There are effectively two parallel battles going on in image compression engineering at the moment: the race for new technologies and mathematical techniques, and the attempts of companies to hit each other over the head with patents. Once those battles have been fought, people can try to actually get the new technology adopted. Today, though, something truly astonishing has happened: we’re actually reporting on a new codec (well, a reasonably new codec) being deployed in perhaps one of the broadest deployments of a video distribution technology ever.
VP9 is a whippersnapper as codecs go if we allow the fact that the whole idea of video compression goes back at least to the early 90s in widespread use. Google bought On2 Technologies – breath quietly – in 2010 specifically to obtain the VP8 codec. Google itself controls both a vast proportion of internet video distribution in YouTube and a vast proportion of internet video viewing devices in Android and Chrome. The recognition of just how vertically integrated things are makes Google’s interest in this very, very clear; at the time, VP8 might have seemed like a very persuasive option in the face of sabre-rattling by H.264 patent holders.
In the end, VP8 never made it big time, mainly because everyone had already designed hardware-based decoding devices into cellphones which were more or less specifically designed to handle H.264. Also, the H.264 patentpocalypse never happened, at least not in the way that had been widely feared. Now, though, HEVC seems to be succumbing to more or less the same problem, which gave Google a reason to push the VP series forward to its ninth revision.
VP9 is technologically held to be pretty comparable to HEVC. Netflix did some extremely comprehensive tests, leveraging their access to serious cloud computing resources to run a huge matrix of comparisons across a lot of material from their archives. HEVC apparently does slightly better in some situations, but VP9 has some extra tricks which lend it a slight edge on very high-resolution material. Netflix loves to push the boat out as regards resolution and it presumably spends a very, very large amount of money on network bandwidth.
Likewise Google and YouTube. To some extent this makes Google look like a benevolent dictator, although VP9 has enjoyed either adoption or at least some interest from all the big players except Apple. Encoding is offered by a lot of cloud services and the decoder is available (assuming the VP9 is distributed as a WebM file) in Opera, Firefox and Edge, bits of Wikipedia, and various things from Google beginning with Chrome, but not in Safari. Given the patent pandemonium over HEVC and the attention enjoyed by VP9, Apple’s studied disinterest might end up succumbing to force majeure.
Almost inevitably, people have started patent rumblings regarding VP9. Sisvel, based in Luxembourg, subtitles itself “we protect ideas” and it seems set up purely to deal in patent portfolios.
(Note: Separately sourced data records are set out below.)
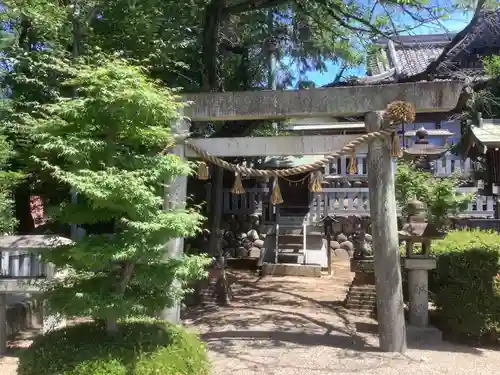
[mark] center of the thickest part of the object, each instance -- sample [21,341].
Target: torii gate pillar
[390,305]
[175,196]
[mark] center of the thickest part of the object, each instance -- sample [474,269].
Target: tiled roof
[431,133]
[413,54]
[440,55]
[488,134]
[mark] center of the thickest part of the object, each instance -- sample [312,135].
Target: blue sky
[455,23]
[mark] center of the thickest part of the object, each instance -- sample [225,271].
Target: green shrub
[466,283]
[138,348]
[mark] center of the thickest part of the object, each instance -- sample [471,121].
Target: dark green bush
[465,285]
[138,348]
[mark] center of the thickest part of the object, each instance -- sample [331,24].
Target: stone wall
[243,236]
[23,315]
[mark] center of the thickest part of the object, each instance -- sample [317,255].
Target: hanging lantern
[203,172]
[238,185]
[396,151]
[352,168]
[276,197]
[316,179]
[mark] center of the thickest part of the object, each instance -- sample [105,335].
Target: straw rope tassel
[202,171]
[396,151]
[316,182]
[238,185]
[276,197]
[352,167]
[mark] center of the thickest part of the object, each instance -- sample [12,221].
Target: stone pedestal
[418,289]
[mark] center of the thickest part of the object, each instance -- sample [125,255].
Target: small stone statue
[361,247]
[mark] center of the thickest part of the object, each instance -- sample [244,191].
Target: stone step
[363,288]
[361,299]
[287,251]
[290,246]
[368,293]
[292,258]
[360,306]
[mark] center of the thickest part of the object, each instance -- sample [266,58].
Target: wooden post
[175,196]
[390,305]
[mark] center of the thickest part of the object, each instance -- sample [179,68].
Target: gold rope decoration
[276,197]
[352,168]
[399,113]
[295,181]
[202,171]
[316,180]
[238,185]
[348,148]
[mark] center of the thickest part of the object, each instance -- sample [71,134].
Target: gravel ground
[296,326]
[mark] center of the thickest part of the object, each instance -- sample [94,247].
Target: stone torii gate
[369,101]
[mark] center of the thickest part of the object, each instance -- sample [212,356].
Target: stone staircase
[362,298]
[296,241]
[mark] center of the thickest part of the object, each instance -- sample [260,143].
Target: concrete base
[423,335]
[285,269]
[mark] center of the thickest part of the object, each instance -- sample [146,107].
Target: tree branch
[248,5]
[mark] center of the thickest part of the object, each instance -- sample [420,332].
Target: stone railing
[342,201]
[445,166]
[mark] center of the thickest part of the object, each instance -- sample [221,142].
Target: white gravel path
[295,326]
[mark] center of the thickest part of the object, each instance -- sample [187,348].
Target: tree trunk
[26,224]
[216,209]
[390,305]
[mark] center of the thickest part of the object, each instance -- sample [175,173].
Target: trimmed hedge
[144,347]
[466,283]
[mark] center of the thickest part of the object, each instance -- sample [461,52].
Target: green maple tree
[106,145]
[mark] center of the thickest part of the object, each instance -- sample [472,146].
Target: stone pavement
[296,326]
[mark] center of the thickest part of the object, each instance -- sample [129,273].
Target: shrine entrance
[384,109]
[296,195]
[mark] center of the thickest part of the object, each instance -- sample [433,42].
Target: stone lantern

In early May 2019, Sisvel was claiming to have assembled patent pools which would be relevant to VP9 and its successor AV1 but had not published information on which patents it’s actually referring to. It had, to be fair, been clear that devices would attract a licensing fee but distributing content would not, which is the possibility that originally frightened H.264 users (that is, roughly everyone.)
The outcome of that remains to be seen; it was presumably the intention of Google to avoid patent exposure by buying VP9 and owning all the relevant patents itself, or at least entering into a reciprocal agreement with other patent holders not to charge for their use in VP9. If AV1 turns out to be what we all hope it will be, things will improve further. In the meantime, enjoy the fact that high-resolution video is now available on your (Android) cellphone using rather less bandwidth than before.